Of course, academic productivity is only one measure of program success. Perhaps the bigger concern is how to assess program impact within the broader public sphere. Indeed, in education, where so much of what is studied is in the public sphere, measurement of impact beyond traditional academic products is critical. However, impact beyond publication output is not well assessed at present and would require a comprehensive framework that encompasses a broader set of concepts, metrics, and analytic strategies. Some potential measures of impact relevant to the public sphere include media coverage, provision of training, intervention development and implementation, commercial applications, and impact on legislation. Analytics—defined broadly as data-driven decision making—is one possible source of information on how to model the impact of educational research on teaching and learning (Van Barneveld, Arnold, & Campbell, 2012).

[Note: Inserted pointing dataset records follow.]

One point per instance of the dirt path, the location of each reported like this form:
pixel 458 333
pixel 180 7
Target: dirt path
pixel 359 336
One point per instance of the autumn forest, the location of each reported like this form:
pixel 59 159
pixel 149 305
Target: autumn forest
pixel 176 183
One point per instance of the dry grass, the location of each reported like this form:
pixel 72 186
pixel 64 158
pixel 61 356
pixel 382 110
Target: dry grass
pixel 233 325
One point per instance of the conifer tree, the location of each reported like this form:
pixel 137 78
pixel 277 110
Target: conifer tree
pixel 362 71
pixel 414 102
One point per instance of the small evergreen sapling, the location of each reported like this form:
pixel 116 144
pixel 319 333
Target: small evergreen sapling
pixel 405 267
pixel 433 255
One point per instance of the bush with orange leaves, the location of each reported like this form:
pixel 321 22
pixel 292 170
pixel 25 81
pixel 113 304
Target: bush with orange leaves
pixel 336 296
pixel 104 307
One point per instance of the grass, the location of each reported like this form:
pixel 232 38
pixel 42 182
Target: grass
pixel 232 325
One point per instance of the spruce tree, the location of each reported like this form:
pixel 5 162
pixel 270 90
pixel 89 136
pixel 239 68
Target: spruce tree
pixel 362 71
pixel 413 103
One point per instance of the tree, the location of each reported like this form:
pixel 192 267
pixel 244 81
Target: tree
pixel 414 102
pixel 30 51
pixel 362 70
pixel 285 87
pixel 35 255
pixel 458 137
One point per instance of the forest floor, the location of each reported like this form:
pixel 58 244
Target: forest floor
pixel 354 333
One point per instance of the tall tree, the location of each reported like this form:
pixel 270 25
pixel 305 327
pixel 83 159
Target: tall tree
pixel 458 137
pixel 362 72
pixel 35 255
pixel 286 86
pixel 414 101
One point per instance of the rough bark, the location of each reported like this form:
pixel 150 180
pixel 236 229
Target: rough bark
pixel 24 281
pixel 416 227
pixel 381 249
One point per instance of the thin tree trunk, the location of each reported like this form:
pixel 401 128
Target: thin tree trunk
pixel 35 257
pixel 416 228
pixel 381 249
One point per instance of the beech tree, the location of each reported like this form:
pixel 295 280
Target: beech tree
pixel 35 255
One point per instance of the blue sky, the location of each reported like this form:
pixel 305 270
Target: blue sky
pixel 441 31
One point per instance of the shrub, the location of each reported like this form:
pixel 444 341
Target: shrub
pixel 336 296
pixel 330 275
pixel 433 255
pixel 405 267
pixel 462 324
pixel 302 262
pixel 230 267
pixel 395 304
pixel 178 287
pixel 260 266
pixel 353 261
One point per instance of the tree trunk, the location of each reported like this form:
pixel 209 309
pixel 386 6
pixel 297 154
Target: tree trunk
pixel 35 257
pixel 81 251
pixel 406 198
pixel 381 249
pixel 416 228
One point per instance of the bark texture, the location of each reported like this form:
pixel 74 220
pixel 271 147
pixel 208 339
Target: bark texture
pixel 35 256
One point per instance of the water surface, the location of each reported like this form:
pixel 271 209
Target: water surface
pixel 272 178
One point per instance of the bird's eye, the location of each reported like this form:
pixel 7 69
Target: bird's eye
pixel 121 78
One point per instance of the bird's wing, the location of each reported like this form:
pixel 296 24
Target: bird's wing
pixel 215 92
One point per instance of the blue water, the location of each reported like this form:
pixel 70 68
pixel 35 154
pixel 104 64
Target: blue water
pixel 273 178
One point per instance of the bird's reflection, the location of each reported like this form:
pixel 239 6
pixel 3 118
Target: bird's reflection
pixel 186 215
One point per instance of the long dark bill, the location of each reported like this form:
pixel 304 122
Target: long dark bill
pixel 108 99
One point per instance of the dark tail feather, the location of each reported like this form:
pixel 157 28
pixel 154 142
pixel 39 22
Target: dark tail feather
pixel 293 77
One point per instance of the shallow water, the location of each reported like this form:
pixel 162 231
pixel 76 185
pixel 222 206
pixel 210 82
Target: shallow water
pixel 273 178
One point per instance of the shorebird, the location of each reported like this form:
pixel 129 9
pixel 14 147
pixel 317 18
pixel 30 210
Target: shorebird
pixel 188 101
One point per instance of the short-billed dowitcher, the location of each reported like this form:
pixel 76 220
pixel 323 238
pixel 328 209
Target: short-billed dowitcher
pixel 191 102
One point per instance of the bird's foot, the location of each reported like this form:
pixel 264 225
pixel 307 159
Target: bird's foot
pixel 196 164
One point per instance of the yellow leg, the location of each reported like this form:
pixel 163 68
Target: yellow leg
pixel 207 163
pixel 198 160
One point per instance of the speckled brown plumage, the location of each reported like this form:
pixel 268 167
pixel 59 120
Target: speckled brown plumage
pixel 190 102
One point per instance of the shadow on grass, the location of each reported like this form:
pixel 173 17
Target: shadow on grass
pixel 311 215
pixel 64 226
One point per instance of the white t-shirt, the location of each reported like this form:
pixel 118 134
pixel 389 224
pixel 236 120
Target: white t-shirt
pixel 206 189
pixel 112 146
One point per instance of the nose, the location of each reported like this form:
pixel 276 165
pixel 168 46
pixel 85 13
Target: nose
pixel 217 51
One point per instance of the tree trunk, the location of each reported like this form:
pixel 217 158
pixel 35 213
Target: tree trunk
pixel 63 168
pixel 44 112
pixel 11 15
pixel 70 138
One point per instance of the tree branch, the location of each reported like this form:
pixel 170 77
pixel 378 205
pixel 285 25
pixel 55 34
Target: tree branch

However, the use of analytics for evaluation purposes requires that relevant data be made publicly available in a convenient and timely fashion. For example, Google collects and disseminates information on patents issued, schools routinely post the minutes of board meetings, and the Library of Congress has begun to archive websites and federal legislative records in order to preserve important historical materials for future generations of researchers. Such digital archives make it possible to go beyond bibliometrics and establish additional transparent, replicable benchmarks that follow impact from the academy through the halls of Congress and into the classroom. Having such a broad range of metrics not only could promote more objective, evidence-based decisions about federal spending on education research but also might help garner public support for STEM research programs such as REESE.